Although the EMR is widely touted as an important part of the solution for much of what ails health care, evidence and experience suggest it ain’t so, at least in its present state of development. The AAFP post cites a recent WSJ article by Groopman and Hartzband. It opens:
Last week, President Barack Obama convened a health-care summit in Washington to identify programs that would improve quality and restrain burgeoning costs. He stated that all his policies would be based on rigorous scientific evidence of benefit. The flagship proposal presented by the president at this gathering was the national adoption of electronic medical records -- a computer-based system that would contain every patient's clinical history, laboratory results, and treatments. This, he said, would save some $80 billion a year, safeguard against medical errors, reduce malpractice lawsuits, and greatly facilitate both preventive care and ongoing therapy of the chronically ill.
That’s generous serving of Obama Kook-Aid.

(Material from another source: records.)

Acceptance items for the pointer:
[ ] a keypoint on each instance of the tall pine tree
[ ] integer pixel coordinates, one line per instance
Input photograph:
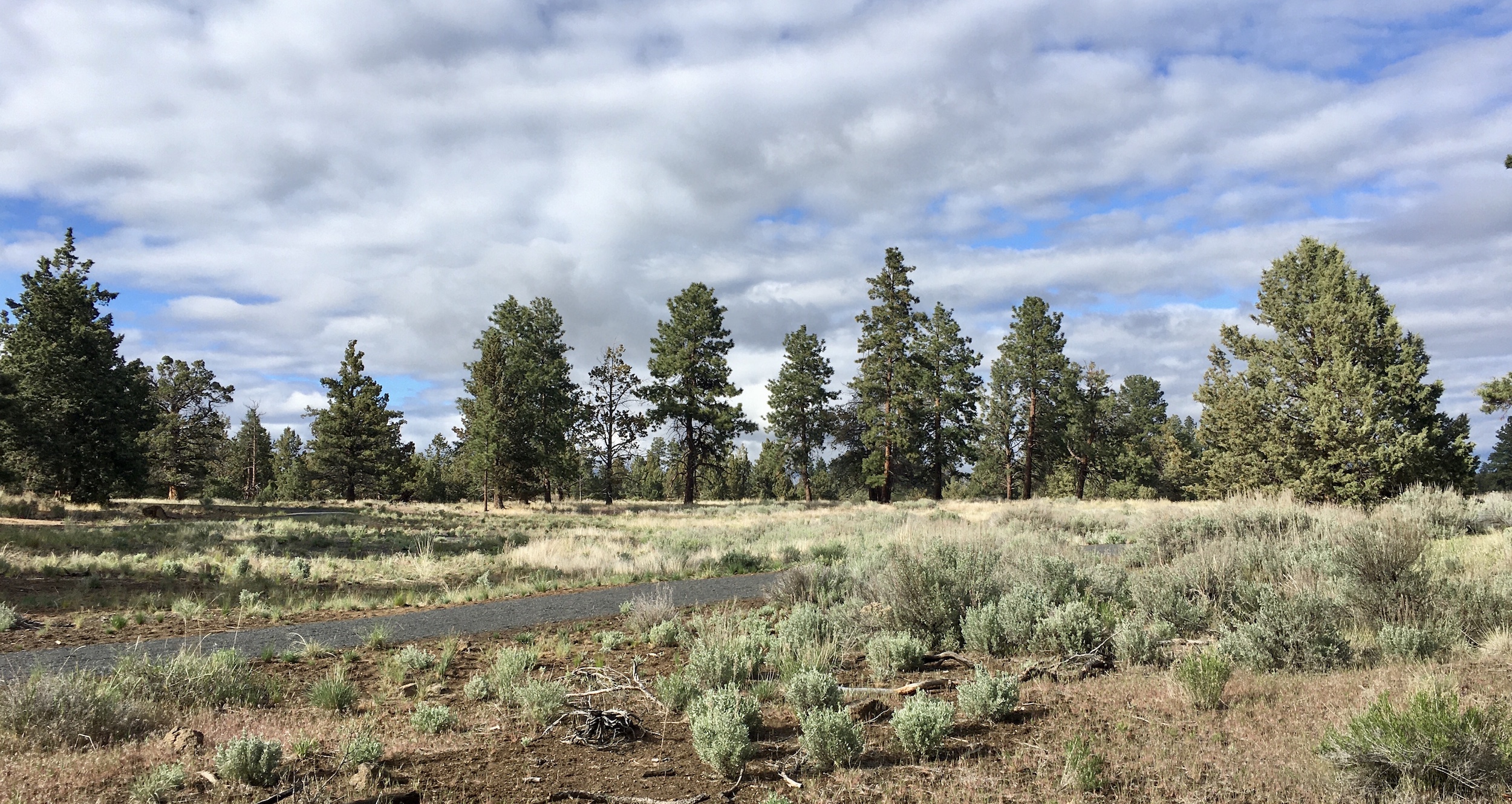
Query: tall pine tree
(887, 384)
(611, 430)
(522, 404)
(802, 406)
(1029, 374)
(79, 407)
(356, 445)
(947, 389)
(189, 434)
(691, 383)
(1334, 407)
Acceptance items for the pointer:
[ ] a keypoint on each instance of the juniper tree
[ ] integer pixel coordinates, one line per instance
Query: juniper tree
(802, 406)
(249, 464)
(1089, 419)
(611, 428)
(691, 383)
(1029, 374)
(1334, 407)
(947, 397)
(79, 409)
(291, 475)
(356, 446)
(188, 437)
(522, 404)
(887, 384)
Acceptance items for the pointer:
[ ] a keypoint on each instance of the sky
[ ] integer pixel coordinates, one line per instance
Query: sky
(264, 180)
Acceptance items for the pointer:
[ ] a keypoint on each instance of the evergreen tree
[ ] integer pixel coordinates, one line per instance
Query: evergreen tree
(79, 409)
(1029, 372)
(802, 416)
(356, 446)
(522, 404)
(693, 383)
(291, 473)
(1497, 473)
(887, 384)
(948, 391)
(186, 442)
(611, 430)
(249, 464)
(1090, 422)
(1334, 407)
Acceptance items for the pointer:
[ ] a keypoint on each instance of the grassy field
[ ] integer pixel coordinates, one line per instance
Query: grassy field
(1104, 652)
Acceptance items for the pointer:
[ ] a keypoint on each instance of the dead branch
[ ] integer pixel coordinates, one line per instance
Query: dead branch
(906, 690)
(607, 799)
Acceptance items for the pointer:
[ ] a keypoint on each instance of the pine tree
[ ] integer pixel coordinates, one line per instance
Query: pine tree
(1334, 407)
(611, 430)
(1497, 473)
(693, 383)
(79, 407)
(948, 391)
(802, 415)
(291, 475)
(1029, 374)
(249, 464)
(356, 446)
(887, 384)
(1089, 421)
(522, 404)
(189, 436)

The article deserves to be read in its entirety. The authors go on to review the evidence:
A study of orthopedic surgeons, comparing handheld PDA electronic records to paper records, showed an increase in wrong and redundant diagnoses using the computer -- 48 compared to seven in the paper-based cohort…
A 2008 study published in Circulation, a premier cardiology journal, assessed the
influence of electronic medical records on the quality of care of more than 15,000 patients with heart failure. It concluded that "current use of electronic health records results in little improvement in the quality of heart failure care compared with paper-based systems." Similarly, researchers from the Brigham and Women's Hospital and Harvard Medical School, with colleagues from Stanford University, published an analysis in 2007 of some 1.8 billion ambulatory care visits. These experts concluded, "As implemented, electronic health records were not associated with better quality ambulatory care." And just this past January, a group of Canadian researchers reviewed more than 3,700 published papers on the use of electronic medical records in primary care delivered in seven countries. They found no solid evidence of either benefits or drawbacks accruing to patients. This gap in knowledge, they concluded, "should be of concern to adopters, payers, and jurisdictions."
It’s worse than a gap in knowledge. It’s a complete lack of supporting evidence. Why, then, the rush for adoption?
Dr. Bobbs quotes from the Medical Economics Article:
In April 2008, a study published in the New England Journal of Medicine reported similar problems, pointing out that “Notes that are meant to be focused and selective have become voluminous and templated, distracting from the key cognitive work of providing care. Such charts may satisfy the demands of third-party payers, but they are the product of a word processor, not of physicians’ thoughtful review and analysis. They may be ‘efficient’ for the purpose of documentation but not for creative clinical thinking.”
The study also reported an example of the consequences of these problems: “A colleague at a major cancer center that recently switched to electronic medical records said that chart review during rounds has become nearly worthless. He bemoaned the vain search through meaningless repetition in multiple notes for the single line that represented a new development . . .
That came from this NEJM perspective piece by Groopman and Hartzband. I think “pimp my note" may be appropriate here to refer to electronically generated documentation that looks fancy and is long on text but devoid of substance. (In reference to the MTV show Pimp My Ride in which a car in poor condition gets a fancy make over which is mainly cosmetic, with little attention to the engine and other essentials).